“The team conclude that the extraordinary brightness of the 19 March burst arose from a narrow jet that shot material directly toward Earth at 99,99995 percent of the speed of light.”
sounds impressive, but they are probably misinterpreting something.
“The data clearly reveal the complexity of a GRB in which a narrow, ultra-fast jet is present within a wider, slightly slower jet”

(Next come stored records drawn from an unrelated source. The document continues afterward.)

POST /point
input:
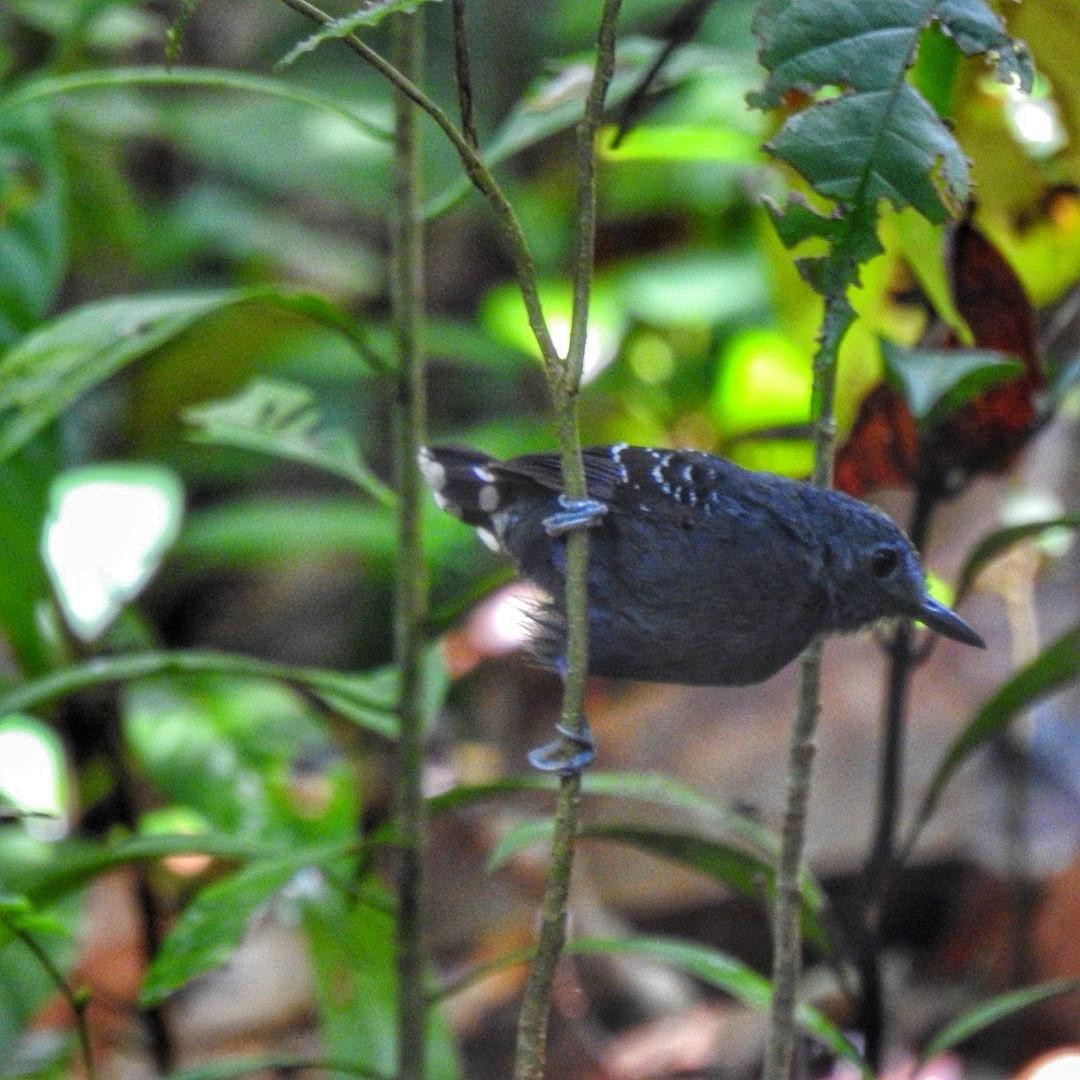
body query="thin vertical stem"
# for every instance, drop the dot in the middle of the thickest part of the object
(77, 1000)
(881, 863)
(787, 943)
(149, 908)
(462, 72)
(536, 1006)
(412, 593)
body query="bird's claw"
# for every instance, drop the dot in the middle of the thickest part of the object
(571, 753)
(576, 514)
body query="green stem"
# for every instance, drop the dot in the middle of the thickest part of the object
(410, 613)
(462, 72)
(787, 944)
(77, 1001)
(536, 1003)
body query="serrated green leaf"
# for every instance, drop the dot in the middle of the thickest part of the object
(878, 138)
(726, 973)
(48, 369)
(882, 144)
(1057, 665)
(370, 14)
(283, 419)
(865, 46)
(1001, 540)
(935, 382)
(798, 221)
(989, 1012)
(212, 926)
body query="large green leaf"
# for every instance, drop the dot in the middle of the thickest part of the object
(46, 370)
(43, 88)
(212, 926)
(283, 419)
(728, 974)
(935, 382)
(879, 138)
(32, 226)
(989, 1012)
(1057, 665)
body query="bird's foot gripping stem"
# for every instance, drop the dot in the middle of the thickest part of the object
(571, 753)
(576, 514)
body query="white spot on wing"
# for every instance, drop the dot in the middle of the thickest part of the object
(488, 539)
(432, 471)
(444, 503)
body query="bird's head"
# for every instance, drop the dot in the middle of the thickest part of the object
(874, 574)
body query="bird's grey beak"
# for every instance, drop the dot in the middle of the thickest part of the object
(945, 621)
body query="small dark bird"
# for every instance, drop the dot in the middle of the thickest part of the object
(699, 571)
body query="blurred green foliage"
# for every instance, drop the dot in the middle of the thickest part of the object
(163, 242)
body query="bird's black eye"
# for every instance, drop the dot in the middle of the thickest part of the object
(883, 561)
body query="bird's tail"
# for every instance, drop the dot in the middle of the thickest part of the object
(462, 482)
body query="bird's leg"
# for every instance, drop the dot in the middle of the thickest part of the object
(572, 752)
(576, 514)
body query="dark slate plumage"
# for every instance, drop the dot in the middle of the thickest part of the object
(700, 571)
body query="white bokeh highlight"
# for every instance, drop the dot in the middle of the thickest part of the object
(107, 530)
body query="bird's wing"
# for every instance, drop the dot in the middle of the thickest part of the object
(679, 484)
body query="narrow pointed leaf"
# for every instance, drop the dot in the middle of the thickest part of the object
(369, 15)
(936, 382)
(989, 1012)
(50, 368)
(1052, 670)
(1000, 541)
(283, 419)
(728, 974)
(213, 925)
(358, 698)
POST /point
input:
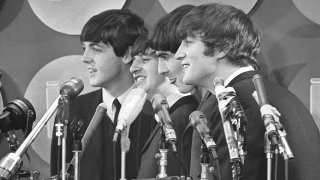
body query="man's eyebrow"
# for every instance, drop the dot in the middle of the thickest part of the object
(162, 54)
(95, 44)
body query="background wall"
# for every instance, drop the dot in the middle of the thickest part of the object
(290, 49)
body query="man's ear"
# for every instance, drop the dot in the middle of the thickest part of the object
(127, 58)
(219, 54)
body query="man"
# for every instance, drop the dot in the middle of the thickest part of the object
(107, 39)
(166, 42)
(145, 72)
(221, 41)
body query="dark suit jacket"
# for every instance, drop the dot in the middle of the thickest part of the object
(295, 118)
(179, 113)
(97, 161)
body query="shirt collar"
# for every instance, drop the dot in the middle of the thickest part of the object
(237, 72)
(108, 99)
(174, 97)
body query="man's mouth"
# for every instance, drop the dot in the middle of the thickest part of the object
(92, 70)
(139, 79)
(173, 80)
(185, 66)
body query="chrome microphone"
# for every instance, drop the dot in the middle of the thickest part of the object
(132, 106)
(18, 114)
(160, 106)
(10, 164)
(224, 95)
(274, 129)
(199, 122)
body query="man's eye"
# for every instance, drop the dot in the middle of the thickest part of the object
(163, 58)
(187, 43)
(96, 50)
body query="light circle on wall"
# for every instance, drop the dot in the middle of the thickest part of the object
(245, 5)
(69, 16)
(44, 88)
(309, 8)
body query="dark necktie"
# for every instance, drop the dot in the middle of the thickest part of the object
(116, 146)
(117, 105)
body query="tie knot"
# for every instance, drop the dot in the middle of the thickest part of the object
(116, 104)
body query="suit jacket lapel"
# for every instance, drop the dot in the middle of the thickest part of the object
(242, 76)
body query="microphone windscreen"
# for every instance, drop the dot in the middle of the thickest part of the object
(72, 88)
(158, 100)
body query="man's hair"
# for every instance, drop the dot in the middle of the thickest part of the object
(165, 37)
(119, 28)
(224, 28)
(141, 45)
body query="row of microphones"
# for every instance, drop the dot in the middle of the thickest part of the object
(274, 129)
(10, 164)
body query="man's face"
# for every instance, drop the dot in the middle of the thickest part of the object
(172, 68)
(102, 63)
(145, 73)
(197, 67)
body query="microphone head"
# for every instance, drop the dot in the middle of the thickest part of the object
(21, 114)
(218, 85)
(158, 100)
(72, 88)
(196, 118)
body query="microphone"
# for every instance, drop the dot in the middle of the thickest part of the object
(199, 122)
(274, 128)
(10, 164)
(267, 118)
(69, 90)
(224, 96)
(94, 123)
(18, 114)
(72, 88)
(160, 106)
(132, 106)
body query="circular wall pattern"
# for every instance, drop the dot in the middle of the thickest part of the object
(245, 5)
(69, 16)
(44, 89)
(309, 8)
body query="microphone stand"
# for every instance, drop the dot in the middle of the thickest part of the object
(10, 164)
(204, 162)
(236, 158)
(268, 150)
(62, 121)
(162, 156)
(76, 127)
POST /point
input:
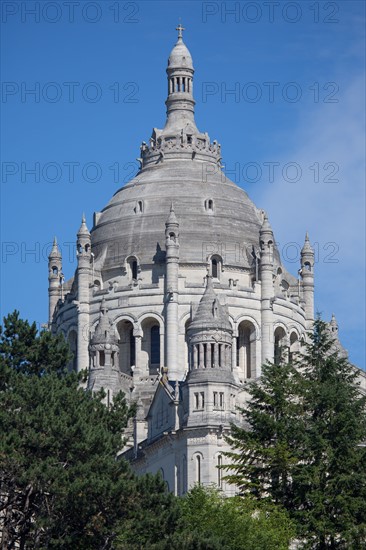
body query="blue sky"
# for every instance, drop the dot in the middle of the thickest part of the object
(279, 84)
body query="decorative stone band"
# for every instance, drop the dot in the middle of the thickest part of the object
(181, 146)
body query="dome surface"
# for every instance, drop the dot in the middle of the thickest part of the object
(133, 223)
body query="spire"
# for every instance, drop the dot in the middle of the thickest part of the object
(180, 30)
(180, 102)
(55, 252)
(83, 228)
(307, 246)
(333, 321)
(266, 226)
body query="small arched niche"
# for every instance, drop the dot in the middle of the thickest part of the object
(246, 349)
(126, 342)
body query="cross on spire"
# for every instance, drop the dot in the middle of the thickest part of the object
(180, 30)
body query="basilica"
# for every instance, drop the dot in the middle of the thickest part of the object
(180, 296)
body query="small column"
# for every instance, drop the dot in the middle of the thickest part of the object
(195, 356)
(233, 353)
(208, 355)
(216, 354)
(202, 357)
(138, 339)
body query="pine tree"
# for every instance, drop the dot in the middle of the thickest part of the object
(303, 445)
(265, 450)
(61, 485)
(331, 478)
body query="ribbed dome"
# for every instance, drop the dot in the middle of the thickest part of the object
(179, 165)
(180, 56)
(133, 223)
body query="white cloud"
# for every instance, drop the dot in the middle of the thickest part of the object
(331, 212)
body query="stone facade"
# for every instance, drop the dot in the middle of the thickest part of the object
(180, 295)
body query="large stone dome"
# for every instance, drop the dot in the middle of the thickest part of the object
(215, 216)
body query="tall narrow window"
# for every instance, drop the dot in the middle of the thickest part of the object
(132, 268)
(132, 348)
(196, 401)
(155, 345)
(198, 469)
(202, 400)
(219, 471)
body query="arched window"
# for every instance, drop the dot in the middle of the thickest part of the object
(294, 346)
(133, 268)
(209, 204)
(219, 471)
(246, 350)
(198, 469)
(279, 345)
(155, 345)
(73, 343)
(216, 266)
(126, 346)
(96, 285)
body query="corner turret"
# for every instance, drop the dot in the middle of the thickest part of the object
(307, 276)
(55, 280)
(267, 289)
(104, 349)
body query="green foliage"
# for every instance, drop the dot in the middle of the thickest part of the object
(232, 523)
(264, 456)
(331, 482)
(23, 350)
(60, 483)
(304, 447)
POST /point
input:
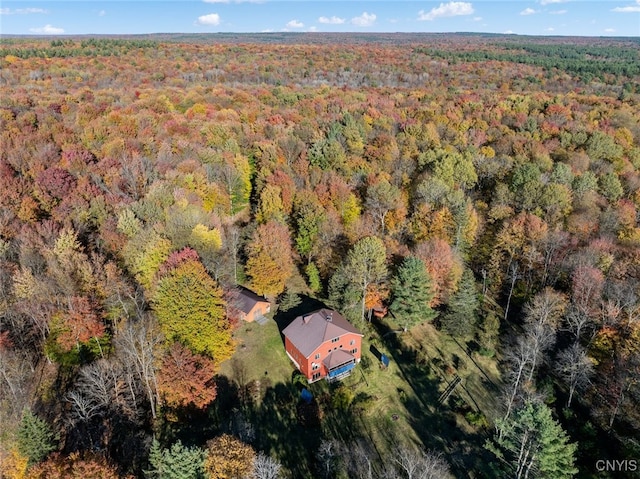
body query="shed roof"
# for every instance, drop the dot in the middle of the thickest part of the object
(338, 358)
(310, 330)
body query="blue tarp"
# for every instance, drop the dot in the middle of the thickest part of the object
(385, 360)
(341, 369)
(306, 396)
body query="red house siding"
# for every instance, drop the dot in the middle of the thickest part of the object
(349, 342)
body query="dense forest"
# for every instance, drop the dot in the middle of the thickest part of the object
(483, 190)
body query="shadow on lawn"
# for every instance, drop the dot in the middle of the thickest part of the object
(275, 427)
(280, 434)
(434, 424)
(307, 304)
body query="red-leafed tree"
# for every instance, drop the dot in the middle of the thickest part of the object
(270, 262)
(186, 378)
(79, 324)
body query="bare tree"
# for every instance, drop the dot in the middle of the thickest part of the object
(518, 358)
(542, 319)
(419, 464)
(265, 467)
(577, 323)
(327, 455)
(137, 344)
(574, 368)
(15, 374)
(359, 462)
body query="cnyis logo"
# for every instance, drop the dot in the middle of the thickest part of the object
(615, 465)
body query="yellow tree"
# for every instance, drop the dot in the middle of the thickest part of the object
(270, 262)
(190, 308)
(228, 458)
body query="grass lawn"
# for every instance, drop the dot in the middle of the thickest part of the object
(400, 402)
(259, 354)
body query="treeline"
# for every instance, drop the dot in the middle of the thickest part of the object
(604, 63)
(134, 197)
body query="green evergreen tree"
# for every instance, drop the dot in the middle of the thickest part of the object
(313, 276)
(35, 438)
(366, 265)
(412, 293)
(462, 310)
(176, 462)
(533, 444)
(288, 300)
(344, 296)
(489, 333)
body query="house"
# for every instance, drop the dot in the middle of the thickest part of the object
(250, 306)
(322, 344)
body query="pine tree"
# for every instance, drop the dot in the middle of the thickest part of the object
(412, 293)
(366, 265)
(35, 438)
(461, 317)
(533, 444)
(176, 462)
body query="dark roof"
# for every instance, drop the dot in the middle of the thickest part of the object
(310, 330)
(247, 299)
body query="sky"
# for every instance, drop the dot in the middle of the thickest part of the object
(522, 17)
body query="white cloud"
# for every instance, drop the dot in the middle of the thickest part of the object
(211, 19)
(628, 9)
(451, 9)
(21, 11)
(295, 24)
(331, 20)
(364, 20)
(47, 30)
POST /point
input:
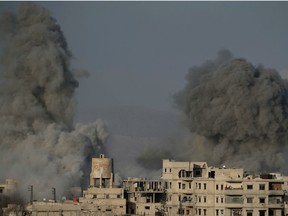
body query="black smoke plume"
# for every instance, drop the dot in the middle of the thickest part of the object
(237, 113)
(39, 145)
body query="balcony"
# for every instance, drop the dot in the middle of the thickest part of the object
(234, 201)
(233, 191)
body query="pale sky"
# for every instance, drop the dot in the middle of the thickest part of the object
(138, 53)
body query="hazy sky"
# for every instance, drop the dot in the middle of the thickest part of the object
(138, 53)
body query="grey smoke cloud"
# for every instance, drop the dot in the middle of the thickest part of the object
(237, 113)
(39, 144)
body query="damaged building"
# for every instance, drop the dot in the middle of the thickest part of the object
(185, 188)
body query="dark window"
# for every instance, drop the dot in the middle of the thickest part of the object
(249, 199)
(261, 200)
(211, 174)
(249, 213)
(249, 187)
(261, 212)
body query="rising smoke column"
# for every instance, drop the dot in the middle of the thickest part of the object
(38, 142)
(237, 113)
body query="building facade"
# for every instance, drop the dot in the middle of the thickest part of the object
(185, 188)
(193, 188)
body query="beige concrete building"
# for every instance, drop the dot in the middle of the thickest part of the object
(185, 188)
(102, 198)
(193, 188)
(144, 197)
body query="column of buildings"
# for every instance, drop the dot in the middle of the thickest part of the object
(185, 188)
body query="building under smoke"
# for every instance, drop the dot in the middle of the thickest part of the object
(37, 105)
(185, 188)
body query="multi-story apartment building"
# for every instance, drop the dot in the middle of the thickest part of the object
(144, 197)
(193, 188)
(185, 188)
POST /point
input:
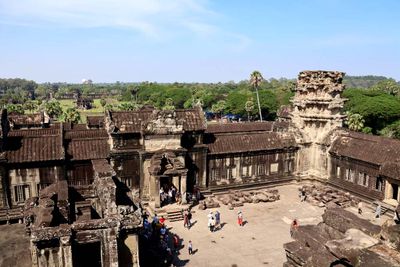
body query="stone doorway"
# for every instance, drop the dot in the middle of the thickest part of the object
(395, 191)
(392, 195)
(87, 254)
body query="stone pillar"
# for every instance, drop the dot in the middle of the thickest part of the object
(155, 190)
(132, 243)
(34, 255)
(4, 197)
(175, 182)
(65, 255)
(183, 187)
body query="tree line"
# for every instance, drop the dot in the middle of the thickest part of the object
(373, 104)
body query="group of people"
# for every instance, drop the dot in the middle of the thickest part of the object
(169, 194)
(187, 217)
(214, 220)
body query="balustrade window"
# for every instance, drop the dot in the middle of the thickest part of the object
(22, 193)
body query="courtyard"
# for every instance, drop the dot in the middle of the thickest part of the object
(258, 243)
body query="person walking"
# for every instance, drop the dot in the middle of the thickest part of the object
(185, 219)
(360, 208)
(189, 214)
(293, 227)
(240, 218)
(217, 219)
(190, 247)
(378, 211)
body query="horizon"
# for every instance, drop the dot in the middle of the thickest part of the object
(195, 41)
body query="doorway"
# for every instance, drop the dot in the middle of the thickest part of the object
(86, 254)
(395, 190)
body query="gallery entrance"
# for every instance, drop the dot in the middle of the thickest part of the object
(395, 191)
(392, 195)
(87, 254)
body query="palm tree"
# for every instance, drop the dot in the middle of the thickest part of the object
(255, 81)
(355, 122)
(71, 115)
(249, 107)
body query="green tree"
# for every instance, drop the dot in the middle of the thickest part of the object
(15, 108)
(249, 107)
(128, 106)
(355, 121)
(389, 86)
(169, 105)
(392, 130)
(255, 81)
(103, 103)
(30, 105)
(219, 107)
(53, 108)
(71, 115)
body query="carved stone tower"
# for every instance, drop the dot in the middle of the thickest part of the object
(316, 113)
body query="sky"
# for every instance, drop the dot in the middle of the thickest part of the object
(196, 40)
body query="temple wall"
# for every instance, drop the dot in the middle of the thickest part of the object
(238, 169)
(358, 177)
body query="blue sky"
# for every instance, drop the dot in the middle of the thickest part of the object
(196, 40)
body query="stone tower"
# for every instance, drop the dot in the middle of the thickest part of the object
(317, 107)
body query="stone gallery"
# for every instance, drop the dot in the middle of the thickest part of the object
(81, 188)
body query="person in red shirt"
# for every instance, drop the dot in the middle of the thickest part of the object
(162, 220)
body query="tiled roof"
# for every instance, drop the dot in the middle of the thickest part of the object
(26, 119)
(239, 127)
(246, 142)
(135, 121)
(368, 148)
(86, 149)
(193, 119)
(95, 121)
(34, 149)
(87, 133)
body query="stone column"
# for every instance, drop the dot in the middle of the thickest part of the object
(155, 190)
(175, 182)
(183, 187)
(65, 255)
(132, 243)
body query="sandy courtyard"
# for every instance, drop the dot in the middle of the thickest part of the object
(258, 243)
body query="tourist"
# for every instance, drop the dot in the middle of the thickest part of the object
(190, 247)
(240, 218)
(176, 243)
(162, 220)
(170, 196)
(210, 221)
(378, 211)
(303, 195)
(189, 219)
(293, 227)
(397, 214)
(212, 224)
(185, 219)
(217, 219)
(360, 207)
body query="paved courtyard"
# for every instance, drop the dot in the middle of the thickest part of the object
(258, 243)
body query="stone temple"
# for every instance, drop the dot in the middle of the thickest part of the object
(82, 188)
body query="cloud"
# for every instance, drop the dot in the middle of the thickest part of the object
(149, 17)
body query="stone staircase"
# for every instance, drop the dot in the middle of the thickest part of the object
(174, 215)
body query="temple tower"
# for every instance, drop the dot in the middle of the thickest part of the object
(317, 107)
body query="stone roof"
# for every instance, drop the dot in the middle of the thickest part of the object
(136, 121)
(368, 148)
(378, 150)
(95, 121)
(239, 127)
(32, 120)
(252, 141)
(87, 144)
(34, 145)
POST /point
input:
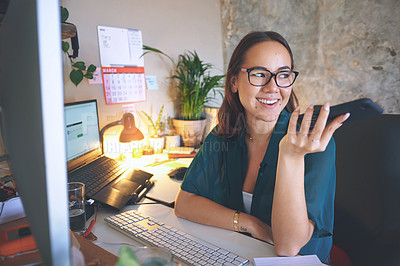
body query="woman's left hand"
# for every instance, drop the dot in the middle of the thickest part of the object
(305, 141)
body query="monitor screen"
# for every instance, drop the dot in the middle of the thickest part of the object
(32, 120)
(81, 128)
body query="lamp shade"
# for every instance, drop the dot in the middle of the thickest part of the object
(130, 132)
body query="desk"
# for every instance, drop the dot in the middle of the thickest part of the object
(232, 241)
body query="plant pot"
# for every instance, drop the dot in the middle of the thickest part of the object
(192, 131)
(157, 144)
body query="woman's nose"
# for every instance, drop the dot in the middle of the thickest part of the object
(270, 86)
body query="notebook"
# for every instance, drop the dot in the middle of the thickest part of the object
(106, 180)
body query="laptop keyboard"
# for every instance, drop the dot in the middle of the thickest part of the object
(97, 174)
(183, 246)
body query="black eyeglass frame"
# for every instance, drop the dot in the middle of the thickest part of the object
(248, 70)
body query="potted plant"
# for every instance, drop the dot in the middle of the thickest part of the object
(194, 83)
(156, 129)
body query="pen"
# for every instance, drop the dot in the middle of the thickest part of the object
(147, 187)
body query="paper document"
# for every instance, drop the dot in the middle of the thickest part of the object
(308, 260)
(120, 47)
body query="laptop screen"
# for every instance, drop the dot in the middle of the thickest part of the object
(81, 128)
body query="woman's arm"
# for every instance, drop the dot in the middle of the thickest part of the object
(291, 227)
(202, 210)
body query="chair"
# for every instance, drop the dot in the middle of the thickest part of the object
(367, 203)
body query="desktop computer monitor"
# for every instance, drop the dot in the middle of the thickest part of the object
(32, 120)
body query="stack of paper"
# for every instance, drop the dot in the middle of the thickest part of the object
(308, 260)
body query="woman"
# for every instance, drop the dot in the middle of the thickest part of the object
(257, 172)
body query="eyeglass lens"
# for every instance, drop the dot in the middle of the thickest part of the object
(258, 77)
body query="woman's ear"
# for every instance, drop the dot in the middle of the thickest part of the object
(234, 88)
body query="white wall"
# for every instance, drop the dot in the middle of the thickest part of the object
(171, 26)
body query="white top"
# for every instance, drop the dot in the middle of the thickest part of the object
(247, 199)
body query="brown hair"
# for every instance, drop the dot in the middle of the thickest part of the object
(231, 115)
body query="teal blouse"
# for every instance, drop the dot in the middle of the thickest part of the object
(219, 169)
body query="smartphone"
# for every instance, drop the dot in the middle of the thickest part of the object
(359, 109)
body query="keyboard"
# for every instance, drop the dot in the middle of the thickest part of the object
(185, 247)
(97, 174)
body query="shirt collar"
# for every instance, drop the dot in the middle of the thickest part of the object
(271, 156)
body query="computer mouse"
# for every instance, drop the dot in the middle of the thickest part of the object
(178, 173)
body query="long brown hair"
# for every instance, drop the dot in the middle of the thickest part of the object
(231, 115)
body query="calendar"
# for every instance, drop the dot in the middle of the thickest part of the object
(122, 65)
(124, 84)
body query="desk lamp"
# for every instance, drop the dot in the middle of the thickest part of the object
(128, 134)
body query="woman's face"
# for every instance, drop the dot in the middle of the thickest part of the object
(263, 103)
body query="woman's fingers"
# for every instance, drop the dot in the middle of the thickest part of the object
(319, 126)
(305, 124)
(292, 130)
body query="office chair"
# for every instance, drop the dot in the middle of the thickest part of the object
(367, 203)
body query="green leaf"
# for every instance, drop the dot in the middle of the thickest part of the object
(64, 14)
(91, 68)
(88, 75)
(127, 257)
(65, 46)
(76, 76)
(79, 65)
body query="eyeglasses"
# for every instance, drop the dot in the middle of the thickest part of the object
(259, 76)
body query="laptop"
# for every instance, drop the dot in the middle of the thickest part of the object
(106, 180)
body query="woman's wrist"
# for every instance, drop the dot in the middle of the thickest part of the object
(236, 221)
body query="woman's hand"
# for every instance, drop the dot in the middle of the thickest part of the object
(306, 141)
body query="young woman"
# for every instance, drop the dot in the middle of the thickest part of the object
(257, 172)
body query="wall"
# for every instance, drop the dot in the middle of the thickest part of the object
(343, 49)
(171, 26)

it’s SO easy to misinterpret these things. Like the quasars who’s redshift “ABSOLUTELY 100% MUST” mean they are billions of light years away, then oops! there’s one in a nearby galaxy with a billions of lightyears redshift. suddenly “clearly, definitely” becomes “maybe, perhaps”. sounds cool though.
BENEDICT XVI
GENERAL AUDIENCE
Paul VI Audience Hall
Wednesday, 19 March 2008
God was saying hello.
Yep. It cracks me up how some Astronomers and Astrophysicists on shows like The Universe claim precise measurements to distant objects with only one point of reference and no way to accurately verify their measurements, or when they claim to fully understand processes within stars or planets, yet these stars are so distant it's akin to standing in New York and trying to look at a mosquito on the moon. Or, like so-called "dark matter". We can't see it, but it must be there, right?
Why it is that "experts" always seem to be "surprised?"